Author: Sy Brand (TartanLlama)

Changes

(Currently in draft, as this will evolve alongside other toolchain component updates)

The WebAssembly Component Model has added support for cooperative multithreading. This has been implemented in the Wasmtime engine and is part of the wider project of WASI preview 3, which is currently tracked here.

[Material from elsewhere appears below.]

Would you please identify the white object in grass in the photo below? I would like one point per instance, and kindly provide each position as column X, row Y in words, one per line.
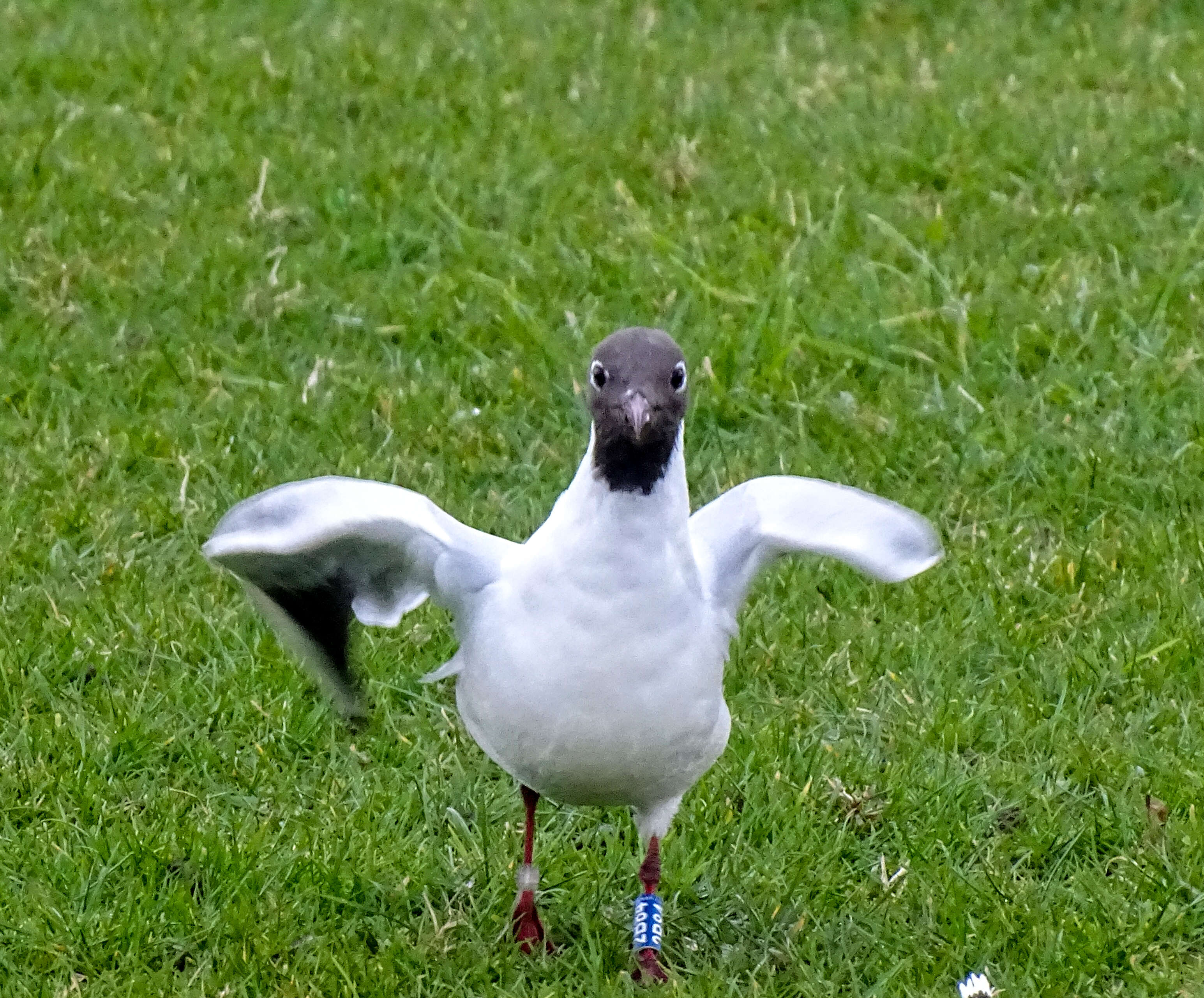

These changes will require updating the way that __stack_pointer and __tls_base work purely for a new wasm32-wasip3 target; other targets will not be touched. Specifically, rather than using a Wasm global for tracking the stack pointer and TLS base, the new context.get/set component model builtin functions will be used (the intention being that runtimes will need to aggressively optimize these calls into single load/stores). For justification on this choice rather than switching out the global at context-switch boundaries, see this comment and this comment.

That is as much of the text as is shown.